We are in a difficult situation and somebody somewhere has to make hard decisions. We must be honest: the current system does not work and means that the members who shout the loudest and cause the most disruption have their bills accepted. That is not fair. I read the stuff on the issue in the newspapers last week. I have submitted a proposed member's bill, which, I think, relates to an important issue, but I have not been running about complaining to the newspapers that the system may mean that my proposed bill will not be accepted. However, I will make my views on the process heard.
My party recognises that prioritisation is required but difficult. The sound and fury over the issue did not come from my party. As a new member of the bureau, I find decisions on priority to be difficult. One of the problems on the bureau has been to get the new members and the new parties that are represented up to speed on the issue.
The issue was sent to the bureau because it was aware that there had been some discussion and the bureau had submitted a proposal to the previous Procedures Committee. It seemed logical, therefore, to ask the bureau. Parliamentary time is the responsibility of the bureau and financial resources are the responsibility of the corporate body; neither is the responsibility of this committee. Standing orders are the responsibility of the committee.

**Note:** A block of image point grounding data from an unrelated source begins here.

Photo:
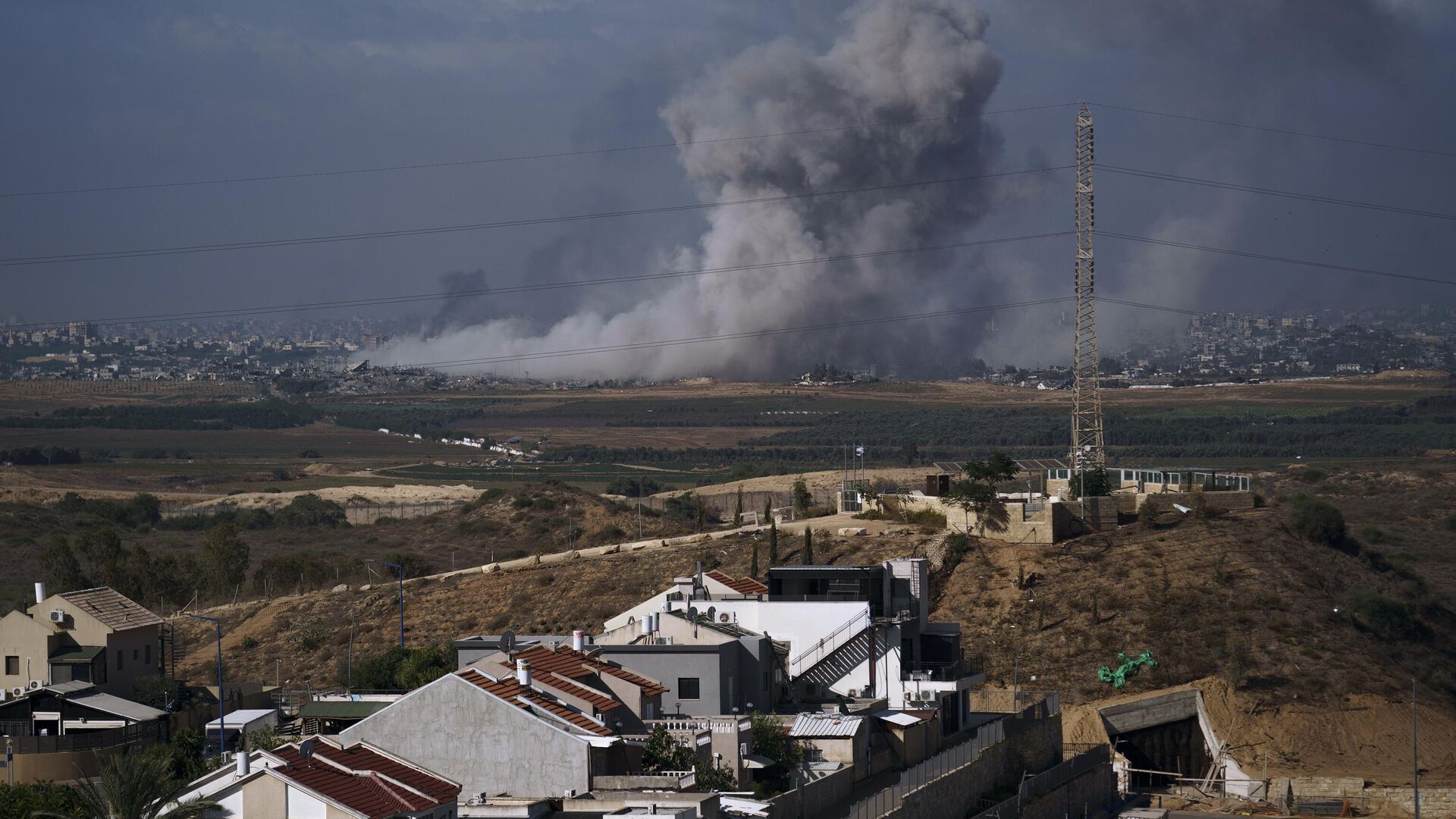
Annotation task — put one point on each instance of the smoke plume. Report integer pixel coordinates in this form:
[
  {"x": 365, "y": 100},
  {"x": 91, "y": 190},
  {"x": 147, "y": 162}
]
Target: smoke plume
[{"x": 897, "y": 60}]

Any proposals that are made by the committee have to command the support of the majority of members, so it was useful to get an idea of whether our proposals were politically acceptable.
We should bring forward a paper. We know what the Parliamentary Bureau's thoughts are.
We know what the previous bureau's thoughts were.
Yes, but I do not know whether the current bureau will move away from those thoughts.
There are some difficult issues to be dealt with. We are not just talking about the committee's proposals. Other proposals have been made to the bureau, such as a committee of back benchers that would form a body that considers non-Executive bills. If the committee's paper outlines the options, that would help to inform the next committee meeting and, by the time that we get to that meeting, the bureau will have made a decision, whether or not its view is shared by everyone.
We will bring forward an options paper that has two streams for handling the issue. One will go down the line of looking at what the Parliamentary Bureau is proposing at present as an interim, and one will say that we want to examine the issue on our own and will lay out how we would handle that. The paper could also indicate a timetable for how quickly we could handle both those streams.
But, to re-emphasise, the previous business managers on the Parliamentary Bureau signed up to that; it is not the position of the bureau at the moment. The bureau is still trying to find consensus. If we had been able to go with the paper on which the bureau agreed the last time, that would have made my life much easier, in terms of the reading that I have had to do, but we could not agree to it. As a result, it should not be taken as something that we can—
I entirely agree with that point. That is why I asked the Presiding Officer whether the present bureau endorsed the previous bureau's report, before we took it as the starting point. The report is there for information at present; it is not there as a series of proposals. Either the bureau comes up with a view, in which case we can take it as the basis of our inquiry, or this committee has to say, "Let's get on with it ourselves, because the bureau is not coming up with a view." The status quo is not an option.
I have one small point. The bureau may come up with a solution by the time of our next meeting on 4 November, when we will have an options paper, but it is also possible that if the bureau adopts a position in principle, that position might need some work done to it to make it work right in the interim, before we do the long-term stuff, so there will have to be an inquiry anyway.
This committee will have to conduct an inquiry into the matter. The issue is whether it is a limited inquiry that asks, "Do you support or do you not support the bureau's proposals?" or a wider inquiry that examines other options as well. That is what we have to decide at our next meeting.